• Quelles citoyennetés dans le monde d’aujourd’hui et de demain ?

    Café débat de Saint Quentin en Yvelines

    Débat du samedi 28 septembre 2019

    « Quelles citoyennetés dans le monde d’aujourd’hui et de demain ? »

    Débat introduit par Bruno Sauvage

     

    Lors du Grand débat national, au mois de mars 2019, nous avons adressé au Gouvernement une longue liste des attentes exprimées par les membres du Café-débat qui avaient participé à la rédaction de la contribution. Mais si l’on examine les attentes exprimées, on aurait pu les classer en trois catégories :

     1°) - Les sujets, qui par leur dimension mondiale, appellent un renforcement des coopérations internationales ou des institutions internationales. Face à ces enjeux nous devons avoir conscience d’être des citoyens du monde.

    2°) – Les sujets qui relèvent clairement de la compétence de l’Etat. Nous sommes et nous restons citoyens de notre pays.

    3°) – Les domaines qui relèvent de la compétence des collectivités locales ou territoriales. Elles ont une grande autonomie par rapport à l’Etat, et par conséquent, il faut s’adresser à elles pour les sujets qui sont de leur compétence. Nous sommes citoyens d’une ville et d’une région.

     Je pense, que pour une bonne part, la défiance actuelle à l’égard du politique est la conséquence d’un double phénomène :

            L’inadaptation des pouvoirs nationaux face au contexte de la mondialisation.

            L’inadaptation des pouvoirs locaux, pour répondre aux enjeux d’avenir qui appellent des réponses locales.

    C’est pourquoi, il s’agit de bien identifier les problèmes à résoudre, et les niveaux de responsabilités en cause pour exercer pleinement notre rôle de citoyen.

    1°) – CITOYEN DU MONDE

    L’action gouvernementale s’inscrit dans un contexte international. Mais les activités économiques et financières ne sont pas confinées à l’intérieur des limites des Etats, alors que l’autorité des gouvernements ne s’exerce que sur leur territoire. Ce constat s’applique aussi à la gestion des ressources naturelles qui appelle des arbitrages à l’échelle mondiale.

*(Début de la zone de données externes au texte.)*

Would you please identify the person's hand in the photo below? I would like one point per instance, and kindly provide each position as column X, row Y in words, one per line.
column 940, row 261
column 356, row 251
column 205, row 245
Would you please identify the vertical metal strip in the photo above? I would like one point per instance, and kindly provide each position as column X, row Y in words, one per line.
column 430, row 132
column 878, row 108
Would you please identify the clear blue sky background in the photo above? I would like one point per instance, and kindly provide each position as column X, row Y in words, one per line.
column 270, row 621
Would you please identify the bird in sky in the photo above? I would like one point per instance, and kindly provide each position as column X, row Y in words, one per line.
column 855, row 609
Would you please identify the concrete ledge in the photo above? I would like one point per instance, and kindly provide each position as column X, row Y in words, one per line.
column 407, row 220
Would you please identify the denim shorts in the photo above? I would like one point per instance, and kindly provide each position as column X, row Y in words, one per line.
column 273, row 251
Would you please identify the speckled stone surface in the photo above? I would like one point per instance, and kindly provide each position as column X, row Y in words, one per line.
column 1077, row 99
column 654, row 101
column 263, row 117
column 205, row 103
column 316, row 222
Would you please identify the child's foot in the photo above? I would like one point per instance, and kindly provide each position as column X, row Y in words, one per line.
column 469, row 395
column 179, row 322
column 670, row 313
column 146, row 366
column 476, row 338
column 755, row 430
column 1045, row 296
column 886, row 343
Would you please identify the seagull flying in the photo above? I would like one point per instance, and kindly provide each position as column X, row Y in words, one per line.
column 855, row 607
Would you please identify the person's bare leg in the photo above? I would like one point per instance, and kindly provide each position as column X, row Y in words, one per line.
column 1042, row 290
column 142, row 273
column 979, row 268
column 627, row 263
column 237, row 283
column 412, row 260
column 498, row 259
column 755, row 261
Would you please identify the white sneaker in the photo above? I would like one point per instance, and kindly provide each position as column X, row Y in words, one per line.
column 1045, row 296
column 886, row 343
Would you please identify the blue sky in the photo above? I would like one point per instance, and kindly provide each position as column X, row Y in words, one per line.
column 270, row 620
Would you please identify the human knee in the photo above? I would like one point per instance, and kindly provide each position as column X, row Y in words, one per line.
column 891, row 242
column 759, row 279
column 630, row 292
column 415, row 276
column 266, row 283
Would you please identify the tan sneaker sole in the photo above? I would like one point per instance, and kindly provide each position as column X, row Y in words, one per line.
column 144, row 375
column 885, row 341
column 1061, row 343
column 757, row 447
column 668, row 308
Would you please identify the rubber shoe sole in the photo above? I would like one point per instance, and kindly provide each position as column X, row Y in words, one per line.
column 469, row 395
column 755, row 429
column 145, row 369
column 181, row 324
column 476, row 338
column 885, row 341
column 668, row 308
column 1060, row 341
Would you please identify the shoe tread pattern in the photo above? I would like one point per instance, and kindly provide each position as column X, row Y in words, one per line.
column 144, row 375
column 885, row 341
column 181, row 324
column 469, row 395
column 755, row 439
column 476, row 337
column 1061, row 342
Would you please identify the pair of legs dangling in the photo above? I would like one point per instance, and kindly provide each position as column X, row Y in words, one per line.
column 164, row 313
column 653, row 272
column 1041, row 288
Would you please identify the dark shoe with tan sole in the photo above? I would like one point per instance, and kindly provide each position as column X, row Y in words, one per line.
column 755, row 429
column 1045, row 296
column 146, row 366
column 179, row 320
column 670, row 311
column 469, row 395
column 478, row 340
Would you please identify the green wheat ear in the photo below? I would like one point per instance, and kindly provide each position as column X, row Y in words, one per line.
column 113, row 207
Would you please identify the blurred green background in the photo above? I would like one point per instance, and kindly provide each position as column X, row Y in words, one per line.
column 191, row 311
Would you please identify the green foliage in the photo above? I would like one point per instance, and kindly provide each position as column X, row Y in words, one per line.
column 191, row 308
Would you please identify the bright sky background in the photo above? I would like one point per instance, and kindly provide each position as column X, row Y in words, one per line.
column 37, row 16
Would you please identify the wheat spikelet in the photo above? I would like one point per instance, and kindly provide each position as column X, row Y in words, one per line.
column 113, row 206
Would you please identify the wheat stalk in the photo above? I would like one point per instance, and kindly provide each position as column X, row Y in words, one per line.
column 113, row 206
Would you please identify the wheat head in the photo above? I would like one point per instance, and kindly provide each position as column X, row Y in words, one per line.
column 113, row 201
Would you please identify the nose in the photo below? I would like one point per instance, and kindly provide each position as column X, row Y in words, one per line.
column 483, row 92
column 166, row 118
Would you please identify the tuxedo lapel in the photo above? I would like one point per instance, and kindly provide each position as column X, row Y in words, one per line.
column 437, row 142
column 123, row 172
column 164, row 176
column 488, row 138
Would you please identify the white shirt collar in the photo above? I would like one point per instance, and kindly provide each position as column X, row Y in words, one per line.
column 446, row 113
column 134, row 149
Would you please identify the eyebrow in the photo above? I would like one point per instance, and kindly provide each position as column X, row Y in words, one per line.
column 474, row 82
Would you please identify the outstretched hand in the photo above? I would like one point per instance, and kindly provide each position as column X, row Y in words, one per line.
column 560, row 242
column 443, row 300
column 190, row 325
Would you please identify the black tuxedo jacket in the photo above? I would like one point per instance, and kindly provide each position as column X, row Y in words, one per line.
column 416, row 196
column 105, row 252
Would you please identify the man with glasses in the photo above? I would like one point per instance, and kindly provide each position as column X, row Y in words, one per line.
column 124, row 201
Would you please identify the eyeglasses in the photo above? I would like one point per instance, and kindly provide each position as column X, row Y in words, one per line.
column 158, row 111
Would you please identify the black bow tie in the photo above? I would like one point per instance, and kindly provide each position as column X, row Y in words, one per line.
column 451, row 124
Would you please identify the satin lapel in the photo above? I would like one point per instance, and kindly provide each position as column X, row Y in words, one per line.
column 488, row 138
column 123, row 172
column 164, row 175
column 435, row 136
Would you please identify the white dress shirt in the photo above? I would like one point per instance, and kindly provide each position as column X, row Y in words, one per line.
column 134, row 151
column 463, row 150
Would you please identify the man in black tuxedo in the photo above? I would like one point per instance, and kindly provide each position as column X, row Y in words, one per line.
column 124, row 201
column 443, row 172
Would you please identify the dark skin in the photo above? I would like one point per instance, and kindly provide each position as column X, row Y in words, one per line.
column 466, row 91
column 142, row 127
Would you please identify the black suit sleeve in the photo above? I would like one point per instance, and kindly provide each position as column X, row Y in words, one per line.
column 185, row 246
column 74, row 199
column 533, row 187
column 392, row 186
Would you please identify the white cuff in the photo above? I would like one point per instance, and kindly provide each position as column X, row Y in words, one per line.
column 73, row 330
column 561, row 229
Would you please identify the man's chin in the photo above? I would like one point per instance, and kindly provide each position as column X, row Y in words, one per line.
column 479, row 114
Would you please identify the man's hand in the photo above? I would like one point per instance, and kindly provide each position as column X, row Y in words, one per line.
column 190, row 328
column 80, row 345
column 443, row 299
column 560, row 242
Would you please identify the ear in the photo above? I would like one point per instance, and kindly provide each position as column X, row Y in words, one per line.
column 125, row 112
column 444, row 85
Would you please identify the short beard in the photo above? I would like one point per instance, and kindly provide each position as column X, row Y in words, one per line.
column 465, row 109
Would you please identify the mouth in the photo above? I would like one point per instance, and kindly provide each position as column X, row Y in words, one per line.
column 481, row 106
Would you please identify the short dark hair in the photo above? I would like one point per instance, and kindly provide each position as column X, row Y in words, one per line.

     Chaque Etat se préoccupe de la compétitivité de son économie, et on ne peut pas le lui reprocher, mais toutes ces politiques nationales non coordonnées ne font qu’aggraver la crise générale :

    -         Elles encouragent l’optimisation fiscale, les paradis fiscaux et la spéculation financière, avec la course au moins disant fiscal entre les Etats. Les Etats perdent ainsi les ressources fiscales qui leur permettraient d’exercer leur rôle de redistribution et de lutter contre les inégalités.

    -         Elles durcissent les relations entre entreprises et travailleurs, avec un travail de plus en plus précaire pour une grande part de la population, et un enrichissement colossal des personnes situées au sommet du monde des affaires.

    -         Elles ne permettent pas de mettre en place des règles de gestion durable des ressources naturelles, règles de gestion qui doivent être élaborées à l’échelle mondiale, pour être efficaces et équitables.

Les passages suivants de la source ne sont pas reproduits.